Monday, August 12, 2013

Federal Judge: NYPD's Stop-and-Frisk Practices Violate the Constitution

As much as they would like to, cops can’t stop and search you for no reason. Officers must be able to identify factors causing them to reasonably suspect that you are or were involved in criminal activity before they can detain you. Even then, a reasonable belief that you’re up to no good, by itself, doesn’t allow them to search you. For that, they must have an objective indication that you may be armed and dangerous. And when the cops do search you, they can only pat your outer clothing for weapons.

Today a federal judge found that New York police officers have for years systematically stopped and frisked innocent people, particularly minorities. In her ruling, Judge Shira A. Scheindlin appointed a lawyer to monitor the New York Police Department’s practices going forward and ordered several other remedies, including a pilot program whereby officers will wear cameras in order to record civilian encounters. Scheindlin’s ruling puts an ostensible end to the NYPD’s racially driven method of detaining and searching people who, by and large, are simply minding their own business. (Mayor Michael Bloomberg vows that the city will appeal the ruling.)

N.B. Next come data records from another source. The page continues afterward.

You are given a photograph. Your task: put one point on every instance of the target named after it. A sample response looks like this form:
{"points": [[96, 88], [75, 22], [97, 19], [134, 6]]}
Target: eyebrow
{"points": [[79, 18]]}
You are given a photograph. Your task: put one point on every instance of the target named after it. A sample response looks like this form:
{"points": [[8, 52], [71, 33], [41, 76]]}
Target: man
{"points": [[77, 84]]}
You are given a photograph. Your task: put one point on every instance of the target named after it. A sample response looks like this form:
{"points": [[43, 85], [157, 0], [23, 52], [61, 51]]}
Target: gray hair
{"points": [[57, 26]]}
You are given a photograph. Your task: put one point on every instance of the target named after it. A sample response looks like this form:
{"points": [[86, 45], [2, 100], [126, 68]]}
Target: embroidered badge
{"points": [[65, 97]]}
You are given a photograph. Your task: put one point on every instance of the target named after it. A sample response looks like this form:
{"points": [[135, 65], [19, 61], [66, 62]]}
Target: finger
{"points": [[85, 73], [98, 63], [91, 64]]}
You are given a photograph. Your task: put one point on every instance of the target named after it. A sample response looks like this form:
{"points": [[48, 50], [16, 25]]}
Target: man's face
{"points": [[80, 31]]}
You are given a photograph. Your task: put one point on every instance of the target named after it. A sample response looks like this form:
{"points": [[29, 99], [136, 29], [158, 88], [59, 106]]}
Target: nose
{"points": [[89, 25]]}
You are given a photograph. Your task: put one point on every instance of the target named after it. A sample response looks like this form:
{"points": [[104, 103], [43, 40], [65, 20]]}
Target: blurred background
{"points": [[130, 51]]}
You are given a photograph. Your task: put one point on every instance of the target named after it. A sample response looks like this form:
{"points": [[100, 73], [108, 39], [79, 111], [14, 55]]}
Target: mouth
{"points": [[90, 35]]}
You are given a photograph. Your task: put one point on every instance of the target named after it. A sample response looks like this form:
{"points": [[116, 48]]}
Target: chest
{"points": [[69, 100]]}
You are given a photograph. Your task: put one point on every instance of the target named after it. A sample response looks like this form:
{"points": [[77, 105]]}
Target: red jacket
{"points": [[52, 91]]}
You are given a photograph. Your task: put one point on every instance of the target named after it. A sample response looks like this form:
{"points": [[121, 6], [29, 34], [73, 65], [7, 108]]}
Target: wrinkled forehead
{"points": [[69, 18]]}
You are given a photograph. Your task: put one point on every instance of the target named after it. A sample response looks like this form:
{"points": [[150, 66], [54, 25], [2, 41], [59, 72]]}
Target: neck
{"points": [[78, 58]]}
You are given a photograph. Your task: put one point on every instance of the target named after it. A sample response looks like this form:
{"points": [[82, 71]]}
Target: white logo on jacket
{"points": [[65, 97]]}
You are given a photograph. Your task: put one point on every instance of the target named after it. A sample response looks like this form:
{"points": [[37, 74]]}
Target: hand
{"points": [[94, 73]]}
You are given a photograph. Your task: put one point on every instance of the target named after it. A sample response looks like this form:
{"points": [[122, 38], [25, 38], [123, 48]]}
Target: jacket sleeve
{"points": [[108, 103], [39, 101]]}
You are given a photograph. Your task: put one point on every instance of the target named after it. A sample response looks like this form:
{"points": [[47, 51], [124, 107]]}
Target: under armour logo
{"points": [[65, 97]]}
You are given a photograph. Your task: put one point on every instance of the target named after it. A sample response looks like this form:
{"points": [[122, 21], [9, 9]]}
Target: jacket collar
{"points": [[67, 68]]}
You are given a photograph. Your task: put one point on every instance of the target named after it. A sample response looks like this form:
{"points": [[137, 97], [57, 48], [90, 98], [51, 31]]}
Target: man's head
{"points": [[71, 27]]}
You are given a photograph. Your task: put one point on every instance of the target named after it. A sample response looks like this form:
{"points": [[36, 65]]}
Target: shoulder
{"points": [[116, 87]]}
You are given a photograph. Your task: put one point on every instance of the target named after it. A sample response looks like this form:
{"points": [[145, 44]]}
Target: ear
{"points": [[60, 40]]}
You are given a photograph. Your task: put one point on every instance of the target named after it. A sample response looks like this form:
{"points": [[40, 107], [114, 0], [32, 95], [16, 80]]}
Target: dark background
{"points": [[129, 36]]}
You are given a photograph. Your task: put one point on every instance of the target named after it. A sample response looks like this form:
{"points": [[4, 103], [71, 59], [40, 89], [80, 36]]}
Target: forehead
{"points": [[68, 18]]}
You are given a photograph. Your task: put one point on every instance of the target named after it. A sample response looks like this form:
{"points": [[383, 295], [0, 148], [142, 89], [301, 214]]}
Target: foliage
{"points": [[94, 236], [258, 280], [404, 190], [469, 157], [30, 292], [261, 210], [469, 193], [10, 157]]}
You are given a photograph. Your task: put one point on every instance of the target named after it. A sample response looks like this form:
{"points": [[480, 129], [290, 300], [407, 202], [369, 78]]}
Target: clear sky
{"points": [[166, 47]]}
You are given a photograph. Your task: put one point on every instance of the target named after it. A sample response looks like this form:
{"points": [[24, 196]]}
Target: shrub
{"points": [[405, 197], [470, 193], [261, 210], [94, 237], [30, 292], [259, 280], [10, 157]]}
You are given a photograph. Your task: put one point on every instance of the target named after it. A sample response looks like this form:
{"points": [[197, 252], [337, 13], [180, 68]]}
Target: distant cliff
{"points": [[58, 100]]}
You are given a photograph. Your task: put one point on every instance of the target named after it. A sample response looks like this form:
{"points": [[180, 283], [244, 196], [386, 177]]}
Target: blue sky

Those upset with the ruling because it impedes supposedly effective police practices should take their argument up with the Constitution: The Fourth Amendment forbids unreasonable searches and seizures, while the 14th Amendment provides that all citizens are entitled to equal protection of the law. Scheindlin’s findings that about 88 percent of detainees were African American or Hispanic, and that nearly 90 percent of stop-and-frisks ended without arrest or citation, prove that this ruling was long overdue.